Finger pointing on iPad data analytics
Article

The 'how' of data governance: properly documenting data assets

Data governance is as broad a topic as data itself, and as such, there are far too many of these ‘how’s’ to cover in one article. This article is the first part in a series to go over many of the desk level procedures that make up data governance. For more information on this topic, read part two, Implementing data quality initiatives and part three, Data security, privacy and compliance.
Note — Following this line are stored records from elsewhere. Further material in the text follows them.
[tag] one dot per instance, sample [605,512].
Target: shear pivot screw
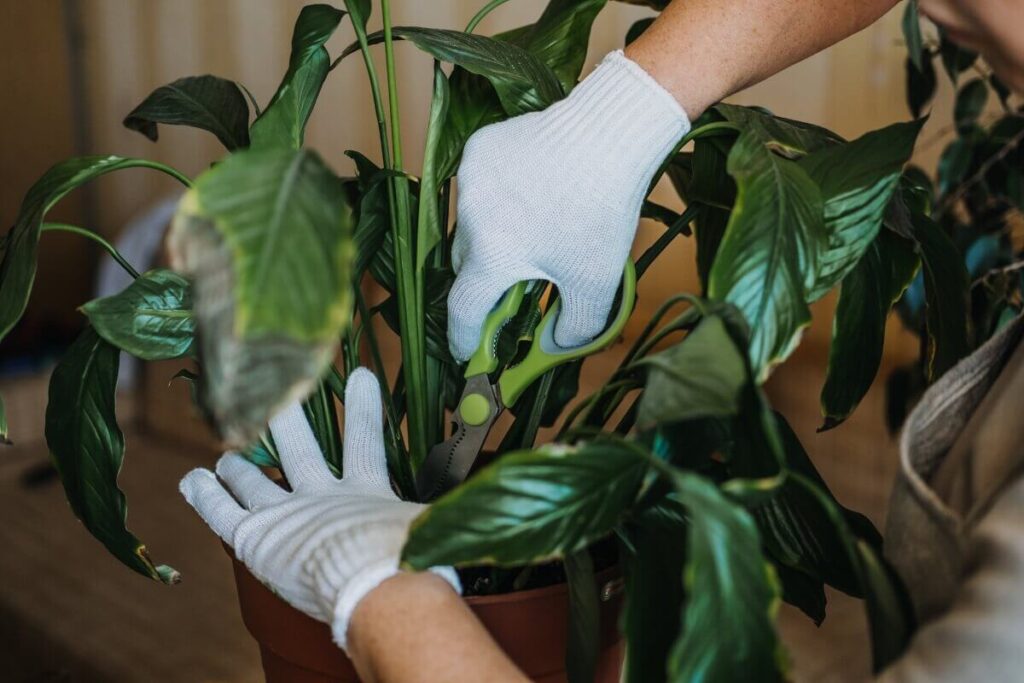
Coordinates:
[474,410]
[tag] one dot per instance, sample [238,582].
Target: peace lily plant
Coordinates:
[678,464]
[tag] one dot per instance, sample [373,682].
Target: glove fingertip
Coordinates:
[192,483]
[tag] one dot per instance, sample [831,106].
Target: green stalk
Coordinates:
[396,462]
[409,293]
[115,254]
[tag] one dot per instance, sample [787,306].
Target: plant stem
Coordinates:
[410,308]
[486,9]
[164,168]
[115,254]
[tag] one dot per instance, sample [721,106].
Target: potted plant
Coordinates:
[676,472]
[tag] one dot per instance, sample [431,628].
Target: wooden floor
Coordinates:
[70,612]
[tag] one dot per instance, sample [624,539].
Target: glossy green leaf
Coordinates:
[283,123]
[522,82]
[87,449]
[584,634]
[152,318]
[528,506]
[802,591]
[771,247]
[209,102]
[374,225]
[265,238]
[560,37]
[857,181]
[971,102]
[921,85]
[889,614]
[4,437]
[428,224]
[653,607]
[702,376]
[20,245]
[730,589]
[911,34]
[637,29]
[794,528]
[784,136]
[946,290]
[653,4]
[358,11]
[867,295]
[323,417]
[473,103]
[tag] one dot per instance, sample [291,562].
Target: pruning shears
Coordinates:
[482,401]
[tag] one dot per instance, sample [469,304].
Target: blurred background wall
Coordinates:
[71,70]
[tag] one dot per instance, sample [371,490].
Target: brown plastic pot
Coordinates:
[529,626]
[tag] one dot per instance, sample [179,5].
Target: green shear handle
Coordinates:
[544,353]
[449,463]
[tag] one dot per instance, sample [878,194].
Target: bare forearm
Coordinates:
[705,50]
[414,629]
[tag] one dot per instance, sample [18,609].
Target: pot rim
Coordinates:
[603,577]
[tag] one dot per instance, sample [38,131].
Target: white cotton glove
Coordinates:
[327,544]
[556,196]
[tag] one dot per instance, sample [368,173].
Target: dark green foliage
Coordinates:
[87,449]
[208,102]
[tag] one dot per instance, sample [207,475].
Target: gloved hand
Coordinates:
[556,196]
[327,544]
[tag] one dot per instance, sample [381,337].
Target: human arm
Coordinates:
[556,195]
[414,628]
[702,51]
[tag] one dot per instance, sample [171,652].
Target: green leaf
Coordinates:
[522,82]
[584,620]
[946,292]
[323,417]
[87,449]
[653,590]
[209,102]
[867,295]
[20,245]
[771,247]
[971,102]
[528,507]
[730,589]
[911,34]
[284,121]
[794,528]
[473,103]
[152,318]
[358,11]
[889,614]
[265,239]
[784,136]
[653,4]
[857,181]
[560,37]
[428,223]
[702,376]
[374,225]
[954,163]
[637,29]
[921,85]
[4,439]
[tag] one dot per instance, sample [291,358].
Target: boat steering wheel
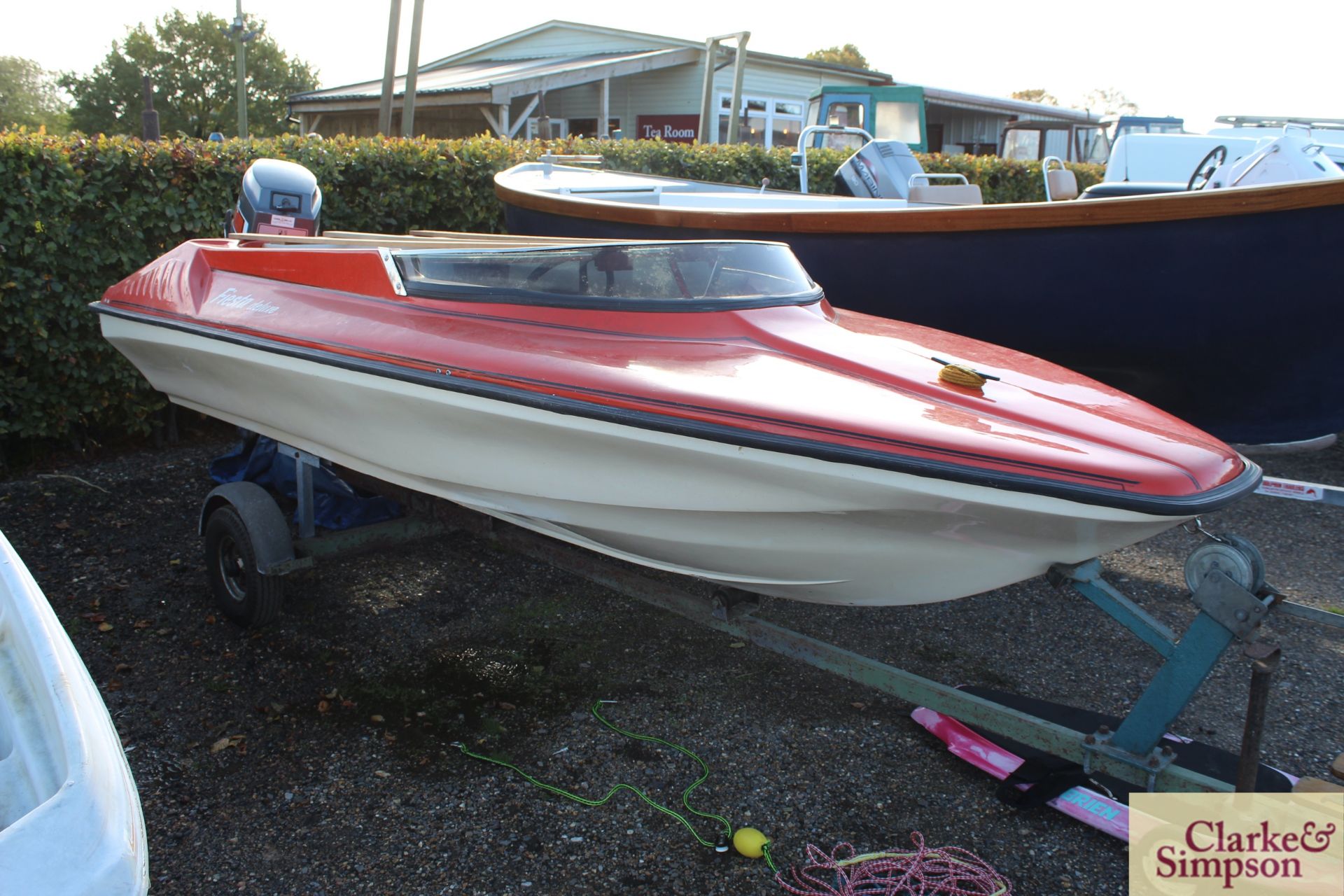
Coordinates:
[1206,168]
Having formalized controls around information management will improve data quality, mitigate security risks, better align business and IT, and enable employees to get more out of data analytics. A tremendous amount of effort has been spent justifying the “why” of data governance. As with any large change effort, explaining the “why” is critical for getting buy-in from stakeholders, as well as from the organization at large. The problem is that most books and presentations on the subject stop there. Some resources walk through the process of kicking off a data governance program, including creating a charter, establishing a data governance committee, and appointing data owners and stewards. A full declaration of the data governance mission and vision is only effective if employees know the “how” of data governance.

Don’t stop at the 'why'

The International Data Corporation has forecasted that “the Global Datasphere will grow from 33 zettabytes (ZB) in 2018 to 175 ZB by 2025” [1].  That is a massive increase. To compete in an environment with this amount of data growth, organizations need to ensure they are effectively tracking where their data assets live and how they relate to each other. Desk level procedures provide a clear understanding of data governance in action on a day-to-day basis. These are tools an organization can choose to implement as part of their data governance program, depending on what it is they’re trying to accomplish.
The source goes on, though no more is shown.